In an interview with The Times, Mr Dumont suggested that no amount of money would stop the Channel crossings.

‘I strongly believe that we need to exit the relationship that we have right now with the UK, which is basically the UK is giving us money to do the job, because it makes both sides of the Channel angry,’ he said.

‘The UK taxpayer because they say “we’re giving money to the French, what are they doing, we still have crossings”.

‘But we are not your b***h. We know that the migrants will continue to cross and at the end it will make only people on both sides of the Channel angry and unhappy because we think you’re not giving enough money and you think you are giving us enough money and you don’t see the results.

‘So what is the point here?’

Pierre-Henri Dumont claimed that continuing with ongoing operations would just make French and British voters ‘angry and unhappy’

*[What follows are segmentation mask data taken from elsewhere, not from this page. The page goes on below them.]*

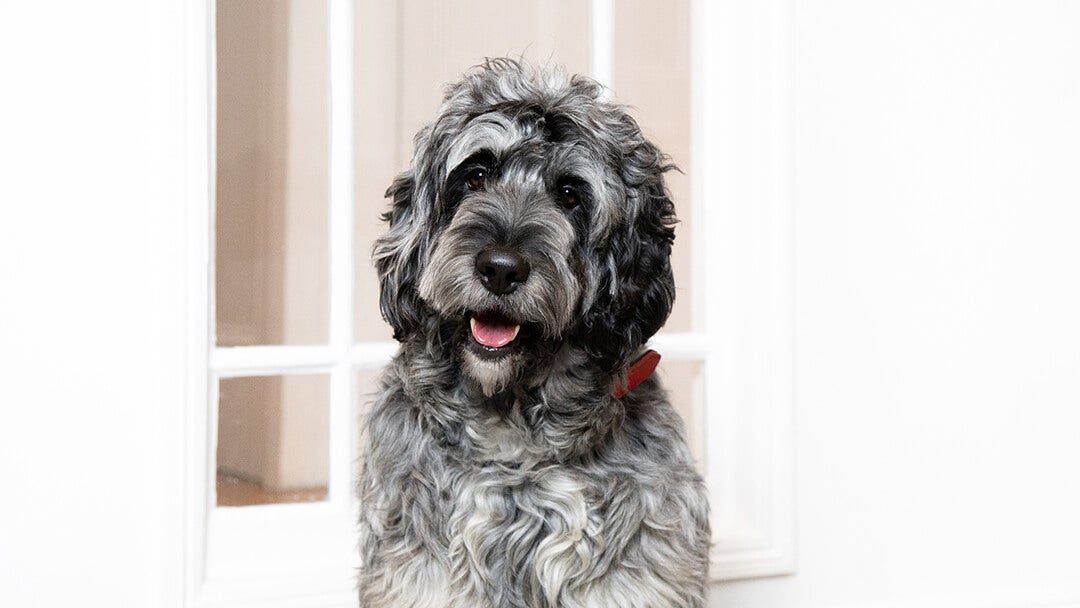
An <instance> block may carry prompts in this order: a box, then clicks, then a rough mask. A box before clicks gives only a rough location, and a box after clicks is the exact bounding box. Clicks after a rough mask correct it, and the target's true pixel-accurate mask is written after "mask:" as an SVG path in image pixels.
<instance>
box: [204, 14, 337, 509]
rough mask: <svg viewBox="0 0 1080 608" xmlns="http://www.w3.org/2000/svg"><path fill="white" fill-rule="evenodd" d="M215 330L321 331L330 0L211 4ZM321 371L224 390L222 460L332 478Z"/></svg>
mask: <svg viewBox="0 0 1080 608" xmlns="http://www.w3.org/2000/svg"><path fill="white" fill-rule="evenodd" d="M217 44H218V66H217V67H218V72H217V73H218V103H217V113H218V120H217V122H218V135H217V154H218V170H217V201H216V204H217V243H216V246H217V257H216V270H217V289H216V295H217V336H218V343H219V344H220V346H253V344H276V343H289V344H293V343H320V342H325V341H326V339H327V325H326V317H327V315H326V309H327V306H326V302H327V276H328V268H327V264H328V257H327V245H326V233H327V204H326V198H327V151H326V148H327V140H328V139H327V120H328V117H327V91H326V52H325V50H326V4H325V2H322V1H303V2H297V1H288V0H221V1H220V2H218V17H217ZM325 384H326V379H325V378H319V377H315V378H313V377H308V376H284V377H279V378H238V379H231V380H226V381H224V382H222V383H221V386H220V401H219V411H218V419H219V425H218V429H219V431H218V468H219V470H221V471H222V472H226V473H228V474H231V475H235V476H240V477H243V478H246V479H249V481H253V482H256V483H258V484H259V485H262V486H264V487H268V488H272V489H288V488H298V487H300V488H306V487H316V486H322V485H325V484H326V475H327V451H328V450H327V436H328V430H327V425H326V424H327V408H328V405H327V395H326V387H325Z"/></svg>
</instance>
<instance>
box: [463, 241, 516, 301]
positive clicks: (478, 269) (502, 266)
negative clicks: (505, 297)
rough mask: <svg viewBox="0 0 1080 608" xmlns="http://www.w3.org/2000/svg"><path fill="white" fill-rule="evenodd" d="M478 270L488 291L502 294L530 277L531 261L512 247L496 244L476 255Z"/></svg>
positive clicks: (482, 282) (482, 279) (509, 289)
mask: <svg viewBox="0 0 1080 608" xmlns="http://www.w3.org/2000/svg"><path fill="white" fill-rule="evenodd" d="M476 272H478V273H480V281H481V283H483V284H484V286H485V287H487V291H488V292H491V293H492V294H495V295H497V296H501V295H502V294H509V293H510V292H513V291H514V289H516V288H517V286H518V285H521V284H522V283H524V282H525V280H526V279H528V278H529V261H528V260H527V259H525V256H523V255H522V254H519V253H517V252H516V251H514V249H512V248H510V247H504V246H502V245H495V246H491V247H488V248H486V249H484V251H483V252H481V253H480V255H478V256H476Z"/></svg>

In total, more than 7,000 migrants are estimated to have arrived in the UK after crossing the Channel this year so far

Home Secretary Priti Patel last year agreed to pay France £54m to help expand the country’s efforts to stem the number of small boats crossing the Channel. It came on top of a £28m struck a year earlier

Home Secretary Priti Patel has attemped a fresh crackdown on Channel crossings with a new £120million deal to send migrants arriving illegally in the UK on a one-way flight to Rwanda.

But Mr Dumont claimed the agreement with Kigali would only make people-smuggling gangs richer and lead to migrants attempting riskier crossings with the prospect of more drownings.

‘With the Rwanda solution, it will make the smugglers richer and it will be that the trip will be more dangerous because the only solution for them not to be deported to Rwanda is not to be caught because they can live in the UK quietly without getting in trouble because there is no ID checks on the streets,’ he told the newspaper.

He added that because migrants now face the risk of deportation to Rwanda, they will ‘not call the British authorities, I am afraid, once they enter the British waters, they will go without calling them, with more and more risks of drowning’.

Mr Dumont insisted the UK should open a ‘legal route’ for eligible migrants to come to Britain by allowing applications on the Continent, before they reach British shores.

He suggested Britain could be included in European Union efforts to open new camps on Greek islands, despite no longer being a member of the bloc.

But the French politician stressed there would be no return to the EU’s Dublin arrangements, under which failed asylum seekers reaching the UK could previously be returned to the EU country they arrived from.

He said: ‘There will be no deal for a simple reason, because the UK has decided to exit the EU. When you are exiting the EU you are exiting the Dublin agreement.’